And sometimes, there’s community pushback before the permitting process even begins. In May of 2023, in Norwood, Colorado, more than 200 residents attended a community meeting to protest a 100 MW [Mega Watts] solar project proposed about 2 miles out of town. The community, which has never seen an industrial development on that scale, cited the disruption of wildlife migrations, interference with their view of Lone Cone Peak, and more in their opposition to the proposed development.
After the community meeting, San Miguel County instituted a moratorium on solar development for 6 months to update the land code and prepare for the large-scale solar permit application, a type that the county has never received before.
Morley and the American Planning Association have partnered with the International City/County Management Association (ICMA) to create Solar@Scale, a guidebook for local governments to understand and plan for large-scale solar projects.
Planning for and requiring agrovoltaics at a local government policy level is what Heidi Kolbeck-Urlacher, policy manager for the Center of Rural Affairs, thinks is the way forward for the integration of agriculture and energy.

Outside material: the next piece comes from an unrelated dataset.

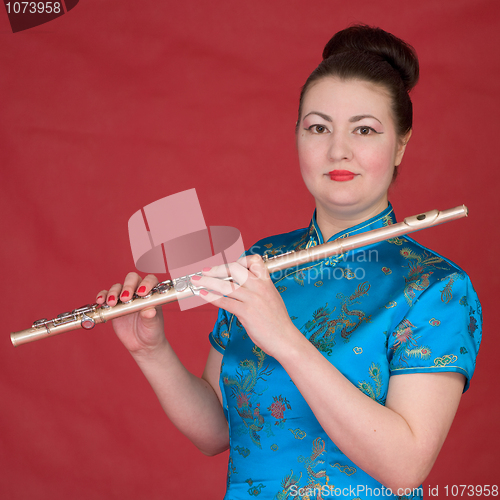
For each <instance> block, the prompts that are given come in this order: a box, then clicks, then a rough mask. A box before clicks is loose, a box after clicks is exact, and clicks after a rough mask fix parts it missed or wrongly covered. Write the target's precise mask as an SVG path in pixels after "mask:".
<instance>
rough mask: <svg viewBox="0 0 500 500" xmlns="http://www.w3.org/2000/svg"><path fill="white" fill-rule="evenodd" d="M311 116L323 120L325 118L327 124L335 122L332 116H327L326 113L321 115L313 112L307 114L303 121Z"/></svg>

“Ordinances can be written in a proactive way that requires or really encourages the use of dual-use at the site,” said Kolbeck-Urlacher. “This can go from writing into a vegetation management plan that the site is going to be planted in pollinator habitat and it could be managed through grazing rather than mowing. If the panel height is a specific concern those more passive approaches can still be utilized.”
Following Kolbeck-Urlacher’s advice, introducing the conversation about dual-use approach to local governments well ahead of potential developments could help ease the tensions within skeptical communities.

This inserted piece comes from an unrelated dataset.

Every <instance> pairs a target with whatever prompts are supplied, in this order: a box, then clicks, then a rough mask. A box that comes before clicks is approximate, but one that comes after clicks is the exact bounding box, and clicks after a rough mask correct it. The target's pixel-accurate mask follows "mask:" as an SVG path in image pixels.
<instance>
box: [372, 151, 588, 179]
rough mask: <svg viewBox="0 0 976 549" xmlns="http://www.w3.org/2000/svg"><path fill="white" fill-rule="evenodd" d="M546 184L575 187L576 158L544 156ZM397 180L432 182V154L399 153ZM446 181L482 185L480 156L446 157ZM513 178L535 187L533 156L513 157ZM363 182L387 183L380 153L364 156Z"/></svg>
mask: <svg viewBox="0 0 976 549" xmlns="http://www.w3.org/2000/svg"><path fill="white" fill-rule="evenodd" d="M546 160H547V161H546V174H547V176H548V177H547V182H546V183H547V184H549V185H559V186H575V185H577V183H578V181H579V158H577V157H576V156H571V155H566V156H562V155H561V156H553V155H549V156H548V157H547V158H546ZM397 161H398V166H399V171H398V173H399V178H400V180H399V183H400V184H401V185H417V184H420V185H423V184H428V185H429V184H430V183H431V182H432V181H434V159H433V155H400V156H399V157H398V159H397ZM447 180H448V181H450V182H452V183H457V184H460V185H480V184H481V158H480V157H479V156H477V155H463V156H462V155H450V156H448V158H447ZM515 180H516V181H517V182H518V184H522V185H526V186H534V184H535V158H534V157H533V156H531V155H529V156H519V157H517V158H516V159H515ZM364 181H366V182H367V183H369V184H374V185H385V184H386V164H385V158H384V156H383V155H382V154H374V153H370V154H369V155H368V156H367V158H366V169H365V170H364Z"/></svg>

Agrovoltaics can also be a potential solution for farmers in southwest Colorado and beyond who are struggling to maintain economically viable farms, said Schlegel. With the additional income from solar energy and additional shade for plants and animals, farmers have the opportunity to create more security for their farms.
The benefits of agrovoltaics for farmers can include higher crop yields in arid regions, water conservation, crop protection from wind and hail, improved soil, and more, said Kominek. Many solar panels are built on a single-axis solar tracker, which allows the panel to pivot to follow the sun throughout the day. This allows for both sun and shade on any plants beneath the panels.
“We need to keep all of our land functional,” said Kominek. “We have well over 10,000 acres of solar panels in Colorado as far as I understand, and we’re going to have millions of acres of solar panels across our country in the coming years. It would be unfortunate if all that land just goes to dirt or weeds or gravel or any degraded shape.”